Weezer (Blue Album) | Album Review and Marxist Reading

In Billy Joel fashion, artists have huge pressure to “get it right the first time” with their debut singles and album. First outings make or break careers, at best landing bands recording contracts and waves of fans and at worst a life sentence to a 9-5. Occasionally, a debut album has the power to define a band, a genre, and an era of music, serving as a constant pillar of comparison for an entire generation of artists’ subsequent releases, including the band itself. Such is the blessing and curse of Weezer’s seminal self-titled debut album, now colloquially known as the Blue Album.

Weezer came up at the perfect time, MTV looking for a new acts amidst grunge’s implosion in 1994. Lead singles “Undone – The Sweater Song”, “Buddy Holly”, and “Say It Ain’t So” took over MTV with hit music videos and an upbeat alternative sound likened to a new, emo, Beach Boys. Within a year Blue had gone triple platinum, and almost 30 years later it’s widely regarded as a definitive addition to the alternative rock canon, a major influence behind the emo genre, and a must-listen for any music fan.

Blue feels like a 70s rock revival, but the good kind, with guitar and bass working in unison to power each track. Rivers Cuomo reclaims the guitar solo from heavy metal, lending immense energy to the Weezer formula. The band’s Harvard background shines through in their nerdy lyrics, the songs becoming anthems for geeks and outcasts. In the context of Labor Day, however, the album can take on new meaning as an ode to the working man that the holiday celebrates.

The album opens with the protest hymn “My Name is Jonas” – a song that depicts the unsafe working conditions that construction workers face in spite of years of progress by labor-rights movements. We find our narrator at odds with his surroundings in the capitalist world he inhabits, now jaded by his experiences as an employee in an endless cycle of work (“The choo-choo train left right on time / A ticket cost only your mind”). This is followed up by “No One Else”, which at first reads like the misogynistic wishings of a insecure boyfriend, but through a Marxist lens can be seen as the ramblings of a man so burdened by capitalism that all he knows and all that he preaches is conformity, life stripped of any joy so that all one can do is work. “The World Has Turned and Left Me Here” continues the dismal tone through the first part of the album, as our narrator continues to feel dejected and separated from humanity under the weight of capitalism.

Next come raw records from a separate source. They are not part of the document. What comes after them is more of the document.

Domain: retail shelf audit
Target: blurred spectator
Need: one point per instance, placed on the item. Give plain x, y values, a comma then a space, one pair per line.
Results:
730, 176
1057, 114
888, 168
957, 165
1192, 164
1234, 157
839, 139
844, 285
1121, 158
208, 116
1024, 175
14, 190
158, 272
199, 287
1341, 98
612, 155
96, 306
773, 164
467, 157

The next three songs, “Buddy Holly”, “Undone”, and “Surf Wax America” represent the narrator’s escape from the system; through means of protest, severance from society, or something else remains unclear. He enters a personal Renaissance, joined with his “Mary Tyler Moore” which could be a metaphor for economic freedom rather than a love interest. These three tracks show off how fulfilled and happy our narrator could be without the chains of labor in his new way of life, seen in the chorus of “Surf Wax America” (“You take your car to work, I’ll take my board / And when you’re out of fuel, I’m still afloat”).

Alas, all is not well for our narrator as we reach the album’s best song “Say It Ain’t So”. It seems here that our hero is pulled back under the grip of oppression, which could either mirror the labor movement’s struggles against anti-union ideals from mega corporations and conservative politicians or that the previous run of songs was just fictional escapism. The final three tracks are an ode to what could be: the narrators ideal society free of capitalist intervention (“In The Garage”), depictions of how he wish he could spend his life instead of at work (“Holiday”), and at last a dejected lament acknowledging his dreams of owning the means of production may never come true (“Only in Dreams”).

As we all get ready to head back in to work after Labor Day, throw on Weezer’s Blue Album for your morning commute and strive to do the bare minimum, since that is all your employer will ever do for you.